L’inchiesta della Procura vuole rintracciare eventuali responsabilità umane nel disastro del 19 gennaio 2014

Nessun indagato: a distanza di due anni dall’alluvione che ha colpito la provincia di Modena nessuna persona figura iscritta nel registro degli indagati. A confermarlo il procuratore Lucia Musti che ha parlato di indagini complesse e difficili perché riferite ad un evento di calamità naturale di enorme portata.

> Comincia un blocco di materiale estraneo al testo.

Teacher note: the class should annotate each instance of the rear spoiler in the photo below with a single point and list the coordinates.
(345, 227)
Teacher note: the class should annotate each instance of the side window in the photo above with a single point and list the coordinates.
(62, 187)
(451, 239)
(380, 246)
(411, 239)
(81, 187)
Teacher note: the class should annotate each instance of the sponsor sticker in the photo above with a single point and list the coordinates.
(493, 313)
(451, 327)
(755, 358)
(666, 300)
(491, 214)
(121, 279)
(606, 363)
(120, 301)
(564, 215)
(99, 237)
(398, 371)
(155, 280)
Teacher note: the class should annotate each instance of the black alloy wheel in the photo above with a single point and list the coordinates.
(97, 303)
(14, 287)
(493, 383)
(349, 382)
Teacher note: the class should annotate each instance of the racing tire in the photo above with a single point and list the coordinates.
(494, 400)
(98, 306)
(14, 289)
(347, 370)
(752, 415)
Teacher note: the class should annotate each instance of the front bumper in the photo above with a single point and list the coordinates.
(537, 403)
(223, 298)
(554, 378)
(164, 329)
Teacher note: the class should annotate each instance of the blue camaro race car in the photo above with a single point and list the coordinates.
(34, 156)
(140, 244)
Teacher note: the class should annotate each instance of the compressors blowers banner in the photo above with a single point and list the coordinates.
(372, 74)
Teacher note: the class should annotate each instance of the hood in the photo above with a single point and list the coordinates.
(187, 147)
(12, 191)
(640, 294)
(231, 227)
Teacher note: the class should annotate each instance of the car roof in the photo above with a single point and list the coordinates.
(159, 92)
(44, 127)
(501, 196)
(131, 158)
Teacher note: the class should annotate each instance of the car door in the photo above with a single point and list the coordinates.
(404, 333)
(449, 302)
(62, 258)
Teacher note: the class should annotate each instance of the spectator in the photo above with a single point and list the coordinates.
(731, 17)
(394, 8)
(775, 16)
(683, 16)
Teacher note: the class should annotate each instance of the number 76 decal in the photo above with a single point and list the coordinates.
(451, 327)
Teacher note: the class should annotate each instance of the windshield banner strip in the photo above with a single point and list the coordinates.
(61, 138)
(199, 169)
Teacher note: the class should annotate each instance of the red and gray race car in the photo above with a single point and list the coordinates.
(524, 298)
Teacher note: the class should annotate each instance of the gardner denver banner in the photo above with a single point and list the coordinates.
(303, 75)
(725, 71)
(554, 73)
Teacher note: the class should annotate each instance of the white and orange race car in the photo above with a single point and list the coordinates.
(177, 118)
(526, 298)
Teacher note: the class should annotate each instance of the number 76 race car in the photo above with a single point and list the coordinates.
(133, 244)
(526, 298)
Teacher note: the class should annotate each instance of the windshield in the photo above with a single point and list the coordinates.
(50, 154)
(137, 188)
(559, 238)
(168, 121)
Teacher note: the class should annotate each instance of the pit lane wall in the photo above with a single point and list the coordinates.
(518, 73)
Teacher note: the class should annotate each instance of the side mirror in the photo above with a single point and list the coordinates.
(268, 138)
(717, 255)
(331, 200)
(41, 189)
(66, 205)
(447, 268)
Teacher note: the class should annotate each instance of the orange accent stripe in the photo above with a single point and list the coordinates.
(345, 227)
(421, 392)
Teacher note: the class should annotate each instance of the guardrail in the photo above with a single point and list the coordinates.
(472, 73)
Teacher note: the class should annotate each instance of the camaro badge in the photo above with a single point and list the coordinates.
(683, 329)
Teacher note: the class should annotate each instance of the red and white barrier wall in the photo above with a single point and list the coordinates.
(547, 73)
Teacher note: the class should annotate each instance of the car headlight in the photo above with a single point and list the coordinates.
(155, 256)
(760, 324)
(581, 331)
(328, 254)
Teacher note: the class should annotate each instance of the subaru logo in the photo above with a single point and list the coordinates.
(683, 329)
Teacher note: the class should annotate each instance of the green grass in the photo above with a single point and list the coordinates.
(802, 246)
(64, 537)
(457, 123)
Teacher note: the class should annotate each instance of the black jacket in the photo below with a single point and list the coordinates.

L’inchiesta della Procura vuol rintracciare eventuali responsabilità umane nel disastro che il 19 gennaio 2014 provocò danni per centinaia di milioni di euro dovuti alla rottura dell’argine fiume del Secchia lungo il Canaletto e che aveva interessato abitazioni private, negozi e attività produttive nell’area compresa a San Matteo di Modena e San Felice e durante la quale perse la vita Giuseppe Oberdan Salvioli il cui corpo fu ritrovato dopo alcuni giorni.

Intanto non mancano le iniziative per ricordare quei momenti tragici: oggi pomeriggio in via Attiraglio a Bastiglia, alle 18.30, verrà deposto un mazzo di fiore in memoria di Giuseppe Oberdan e alle 20.45 alla sala di Cultura si terrà un incontro pubblico durante il quale sarà presentato il vademecum di Protezione Civile sul tema alluvione.